Similarities

Similarities

Cycle World magazine cover July 1967

I’ve been reading about U.S. motorcycling in the between-the-wars period, 1919 to 1939. That was a time in which great prosperity (you’ve heard of “the roaring twenties?”) was followed closely by a terrible drop into a long-lasting economic depression. Much like the part of the 21st century in which we are living now–motorcycle sales swooped up to the fabled sunny uplands of 2005, then took a dive in 2008 to ’09.

And in the Great Depression that began in October, 1929, motorcycle sales crashed by 85 percent or more. Dozens of small producers just winked out of being, and on March 31, 1931, bicycle magnate and owner of Excelsior-Henderson, Ignaz Schwinn, called all his motorcycle division employees together and told them, “Boys, today we quit.”

The remaining makers, Indian and Harley, were desperate for cash and on more than one occasion shipped product they sorta suspected wasn’t quite ready for market because they needed the money (they didn’t have government-mandated product recall in those days).

And although Indian had long been a technology leader in motorcycling, the harsh law of “No bucks equals No Buck Rogers” affected everyone. So instead of advanced new models pushing the envelope, what the market got was drastically restyled taillights and bold new graphics–the “streamline look,” which then affected even such mundane products as pencil sharpeners and chests-of-drawers. When I went to the Milan show for the first time after that 2008 crash, where was the emphasis? It sure wasn’t on new models! It was mostly fun-but-silly-and-cheap electronic gadgetry–like systems that allow me to lie on the living room sofa, reviewing my track-day laps on my SmartPhone, in direct communication with my bike’s ECU data system. Tiny silicon chips cost pennies, but production lines for new models cost zillions.
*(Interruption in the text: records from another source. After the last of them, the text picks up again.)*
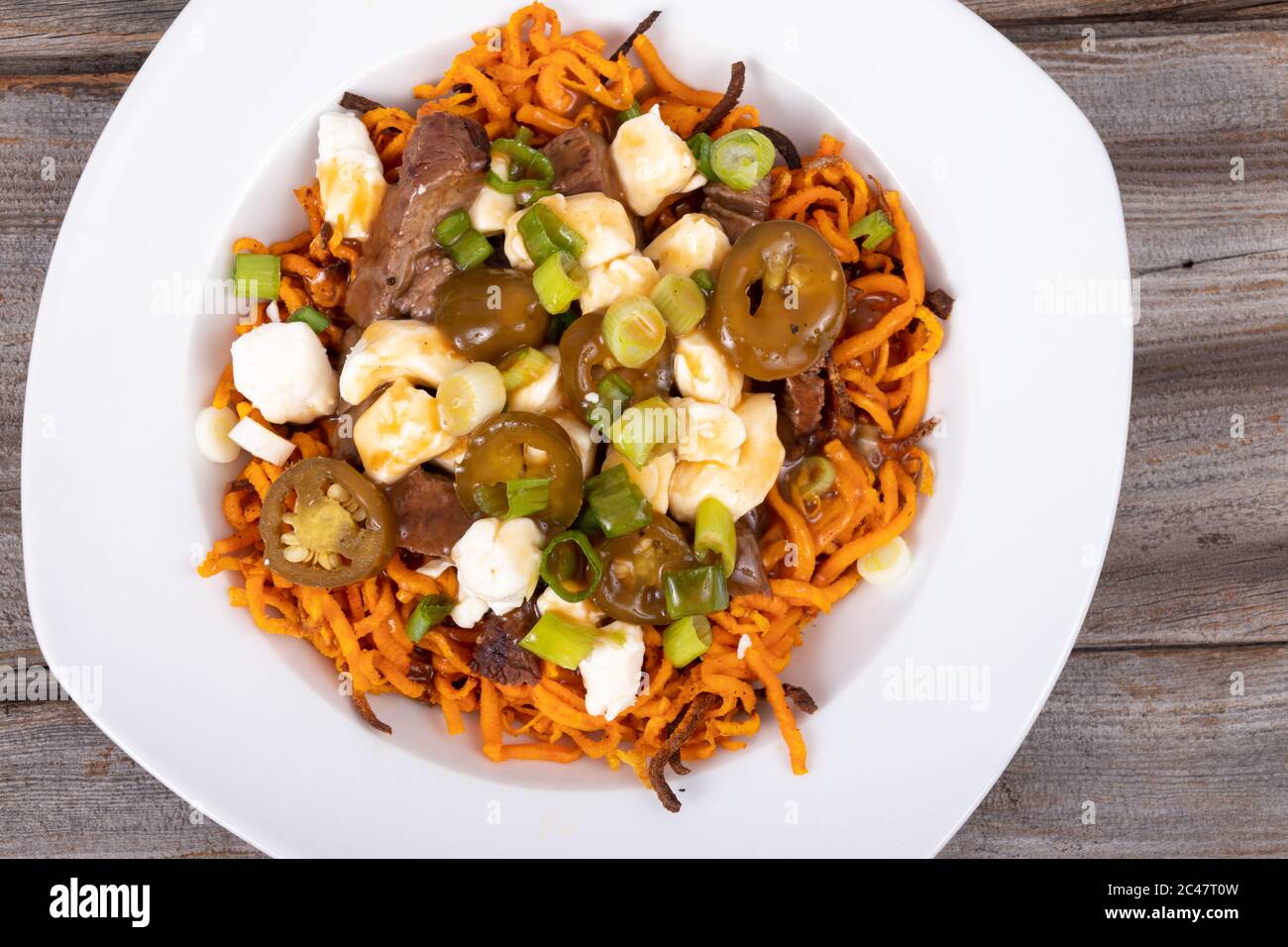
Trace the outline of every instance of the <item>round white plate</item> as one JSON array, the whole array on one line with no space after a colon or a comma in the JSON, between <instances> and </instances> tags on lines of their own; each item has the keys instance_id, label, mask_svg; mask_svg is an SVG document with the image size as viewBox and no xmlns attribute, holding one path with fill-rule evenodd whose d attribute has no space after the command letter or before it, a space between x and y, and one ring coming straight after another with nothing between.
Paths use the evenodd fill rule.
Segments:
<instances>
[{"instance_id":1,"label":"round white plate","mask_svg":"<svg viewBox=\"0 0 1288 947\"><path fill-rule=\"evenodd\" d=\"M645 6L556 9L616 41ZM193 3L121 100L49 268L22 455L32 620L89 716L272 854L936 852L1019 746L1096 585L1127 432L1127 244L1095 131L1005 39L947 0L841 9L672 4L652 32L705 88L744 59L746 100L802 152L844 139L904 193L929 285L958 299L912 571L845 599L786 675L820 703L808 776L772 719L675 781L677 816L599 763L488 763L410 701L377 698L384 737L327 661L193 572L225 531L231 472L200 459L192 419L231 334L179 296L228 274L234 236L300 229L290 189L343 90L410 103L502 4Z\"/></svg>"}]
</instances>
Back in that bad old depression of 1929, the motorcycle racing that had once packed big facilities with eager spectators shrank away to nothing, forcing the AMA to announce a new form of competition, based upon production machines. They called it ‘Class-C.’ The original intention was that competitors would ride their bikes to the track (try that with your basic TZ750), remove the road gear, and race (that purity of intention was soon modified by the all-too-human desire to win). Today the apparent coming thing is ‘spec-class racing. Whole grids of identical standard bikes, making costly fabricating, welding, machining, and endless track and dyno testing unnecessary.

I was going to tell you what happened to motorcycle magazines in the 1930s but I’ve decided to leave that to your imagination.